What is stable-diffusion-v1-1?

Stable Diffusion v1-1 is a state-of-the-art latent text-to-image diffusion model capable of generating photorealistic images from text descriptions. The model was trained on 237,000 steps at 256x256 resolution on LAION-2B-en, followed by 194,000 steps at 512x512 resolution on LAION-high-resolution dataset.

Implementation Details

The model combines an autoencoder with a diffusion model trained in latent space. It utilizes a CLIP ViT-L/14 text encoder and operates with a relative downsampling factor of 8, converting images of shape H x W x 3 to latents of shape H/f x W/f x 4.

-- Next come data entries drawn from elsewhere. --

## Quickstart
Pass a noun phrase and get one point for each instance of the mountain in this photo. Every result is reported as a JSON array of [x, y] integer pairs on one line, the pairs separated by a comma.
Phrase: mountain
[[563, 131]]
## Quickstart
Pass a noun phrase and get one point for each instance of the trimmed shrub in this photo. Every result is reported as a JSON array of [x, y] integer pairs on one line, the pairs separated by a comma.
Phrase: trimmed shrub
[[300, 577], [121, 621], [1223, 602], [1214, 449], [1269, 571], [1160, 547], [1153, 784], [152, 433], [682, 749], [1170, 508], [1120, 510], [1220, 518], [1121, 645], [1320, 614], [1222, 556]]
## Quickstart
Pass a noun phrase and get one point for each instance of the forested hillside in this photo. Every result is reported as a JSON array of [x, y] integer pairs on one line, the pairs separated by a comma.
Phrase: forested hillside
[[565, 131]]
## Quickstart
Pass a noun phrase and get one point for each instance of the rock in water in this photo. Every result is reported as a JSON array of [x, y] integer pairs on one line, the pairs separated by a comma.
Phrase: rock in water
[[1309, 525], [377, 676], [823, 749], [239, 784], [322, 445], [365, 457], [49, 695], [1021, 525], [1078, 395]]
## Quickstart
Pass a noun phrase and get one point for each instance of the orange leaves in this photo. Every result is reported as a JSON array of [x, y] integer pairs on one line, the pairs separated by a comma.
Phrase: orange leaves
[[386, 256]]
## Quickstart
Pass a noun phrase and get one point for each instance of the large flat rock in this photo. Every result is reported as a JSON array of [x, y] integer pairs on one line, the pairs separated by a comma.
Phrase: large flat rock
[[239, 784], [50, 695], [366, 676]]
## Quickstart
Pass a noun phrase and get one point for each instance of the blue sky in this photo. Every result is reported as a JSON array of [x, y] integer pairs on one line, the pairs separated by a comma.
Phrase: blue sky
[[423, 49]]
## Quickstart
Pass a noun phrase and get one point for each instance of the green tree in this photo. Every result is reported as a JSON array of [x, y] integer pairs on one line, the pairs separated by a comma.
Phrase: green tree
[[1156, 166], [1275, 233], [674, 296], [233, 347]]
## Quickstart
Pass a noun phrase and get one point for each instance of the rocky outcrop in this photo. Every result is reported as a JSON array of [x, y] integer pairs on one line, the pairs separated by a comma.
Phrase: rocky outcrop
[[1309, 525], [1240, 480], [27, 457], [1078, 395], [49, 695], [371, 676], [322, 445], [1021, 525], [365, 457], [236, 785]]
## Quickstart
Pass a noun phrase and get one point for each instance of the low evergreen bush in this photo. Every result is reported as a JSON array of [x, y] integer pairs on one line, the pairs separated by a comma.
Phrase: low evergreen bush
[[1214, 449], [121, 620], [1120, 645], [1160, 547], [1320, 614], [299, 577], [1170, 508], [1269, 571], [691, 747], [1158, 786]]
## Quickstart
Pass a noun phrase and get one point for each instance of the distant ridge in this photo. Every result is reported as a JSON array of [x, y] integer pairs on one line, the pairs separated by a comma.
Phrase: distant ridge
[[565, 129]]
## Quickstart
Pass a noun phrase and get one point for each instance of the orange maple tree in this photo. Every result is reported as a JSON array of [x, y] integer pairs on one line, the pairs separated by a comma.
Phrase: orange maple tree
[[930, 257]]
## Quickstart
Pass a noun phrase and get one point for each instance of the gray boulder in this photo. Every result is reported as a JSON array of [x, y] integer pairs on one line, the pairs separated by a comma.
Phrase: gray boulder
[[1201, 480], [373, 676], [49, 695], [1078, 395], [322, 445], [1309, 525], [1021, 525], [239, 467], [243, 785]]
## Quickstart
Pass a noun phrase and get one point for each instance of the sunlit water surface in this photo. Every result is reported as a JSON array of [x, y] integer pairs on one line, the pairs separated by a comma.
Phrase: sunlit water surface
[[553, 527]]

Training Infrastructure: 32 x 8 x A100 GPUs
Batch Size: 2048
Optimizer: AdamW with 0.0001 learning rate
Training Dataset: LAION-2B with high-resolution subset

Core Capabilities

High-quality image generation from text descriptions
Support for various noise schedulers including PNDM and LMS
Efficient latent space operations
Float16 precision support for memory-constrained environments

Frequently Asked Questions

Q: What makes this model unique?

This model represents one of the first publicly available versions of Stable Diffusion, offering a balanced approach between quality and computational efficiency through its latent diffusion architecture.

Q: What are the recommended use cases?

The model is primarily intended for research purposes, including safe deployment studies, artistic processes, educational tools, and research on generative models. It should not be used for creating harmful or offensive content.